Dunque, lo “spettro” di un nuovo Quantitative Easing potrebbe aleggiare in Europa? In questo caso, cosa accadrebbe nei mercati e più specificatamente alla coppia euro-dollaro?
Euro-Dollaro in caso di nuovo Quantitative Easing
Sia chiaro, la prospettiva di un Quantitative Easing è ancora lontana. Per ora, l’Europa si sta mantenendo su livelli di bassa crescita, ma il rischio recessione rimane debole, se si escludono un paio di paesi più in difficoltà di altri (tra questi purtroppo va annoverata l’Italia). Certo i motivi per temere un peggioramento del contesto ci sono tutti: i rischi geopolitici, l’Hard Brexit, l’inasprimento della guerra commerciale con riduzione conseguente del commercio globale, l’insostenibilità dei debiti pubblici e del sistema bancario etc….
Dunque non è affatto un esercizio di pura retorica ragionare su un nuovo Quantitative Easing. In quel caso, cosa accadrebbe? Ipotizzando l’adozione del classico approccio diplomatico da parte di Mario Draghi, sempre attento a non provocare shock e ad abituare gradualmente gli investitori alle notizie più forti, non si può non pensare a una discesa rapida dell’euro dollaro.

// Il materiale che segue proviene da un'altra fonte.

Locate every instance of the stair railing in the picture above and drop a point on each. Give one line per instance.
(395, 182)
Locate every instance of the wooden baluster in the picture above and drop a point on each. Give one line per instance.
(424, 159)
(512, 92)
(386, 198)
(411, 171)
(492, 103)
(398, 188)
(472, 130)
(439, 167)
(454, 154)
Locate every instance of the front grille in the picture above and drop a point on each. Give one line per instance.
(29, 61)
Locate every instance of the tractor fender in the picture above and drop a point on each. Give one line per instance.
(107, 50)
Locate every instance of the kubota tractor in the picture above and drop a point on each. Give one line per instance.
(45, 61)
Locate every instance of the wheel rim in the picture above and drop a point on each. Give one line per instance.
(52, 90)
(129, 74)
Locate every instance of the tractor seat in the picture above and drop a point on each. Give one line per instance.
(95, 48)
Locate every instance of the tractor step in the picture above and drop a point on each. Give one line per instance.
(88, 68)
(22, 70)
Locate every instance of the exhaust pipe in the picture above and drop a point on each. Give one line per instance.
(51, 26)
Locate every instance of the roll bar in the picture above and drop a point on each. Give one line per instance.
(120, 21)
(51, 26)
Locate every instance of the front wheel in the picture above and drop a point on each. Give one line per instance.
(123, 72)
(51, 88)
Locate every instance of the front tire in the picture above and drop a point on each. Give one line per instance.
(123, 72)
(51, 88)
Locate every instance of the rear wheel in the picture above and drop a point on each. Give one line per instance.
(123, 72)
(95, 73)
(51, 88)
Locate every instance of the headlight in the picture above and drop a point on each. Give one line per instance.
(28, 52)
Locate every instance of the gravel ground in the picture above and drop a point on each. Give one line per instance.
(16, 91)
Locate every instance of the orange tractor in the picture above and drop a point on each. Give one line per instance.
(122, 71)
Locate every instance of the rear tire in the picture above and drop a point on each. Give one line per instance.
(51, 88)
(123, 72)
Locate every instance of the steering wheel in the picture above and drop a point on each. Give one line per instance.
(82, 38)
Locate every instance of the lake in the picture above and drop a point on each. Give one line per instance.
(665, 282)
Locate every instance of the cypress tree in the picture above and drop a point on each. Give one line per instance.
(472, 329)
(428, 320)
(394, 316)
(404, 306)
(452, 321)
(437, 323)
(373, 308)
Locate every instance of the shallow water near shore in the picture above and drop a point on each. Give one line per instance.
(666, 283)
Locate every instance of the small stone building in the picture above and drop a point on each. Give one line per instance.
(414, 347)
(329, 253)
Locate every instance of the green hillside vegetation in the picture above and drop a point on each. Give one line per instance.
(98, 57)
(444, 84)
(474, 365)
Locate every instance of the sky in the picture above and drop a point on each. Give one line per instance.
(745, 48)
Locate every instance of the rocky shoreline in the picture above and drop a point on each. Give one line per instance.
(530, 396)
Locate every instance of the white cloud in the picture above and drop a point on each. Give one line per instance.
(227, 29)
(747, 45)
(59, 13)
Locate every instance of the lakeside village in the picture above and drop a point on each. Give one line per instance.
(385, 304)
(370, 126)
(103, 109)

D’altronde, ai tempi del primo Quantitative Easing l’euro si è svalutato nei confronti del dollaro di oltre il 30%. Si tratterebbe di un fenomeno fisiologico e psicologico allo stesso tempo.
Segnali in questo senso sono giunti nei momenti successivi alla conferenza del 10 aprile. Il mercato ha reagito al ritorno della prospettiva QE svalutando pesantemente l’euro, e portandolo a una quota vicina a 1,1220. Certo, poi il cambio è risalito ma i segnali in questo senso sono più che chiari.
Dunque, se tradate con l’euro dollaro, state in campana: in caso ritornasse la politica monetaria ultra-espansiva l’euro potrebbe deprezzarsi fino a raggiungere la tanto temuta parità con il biglietto verde.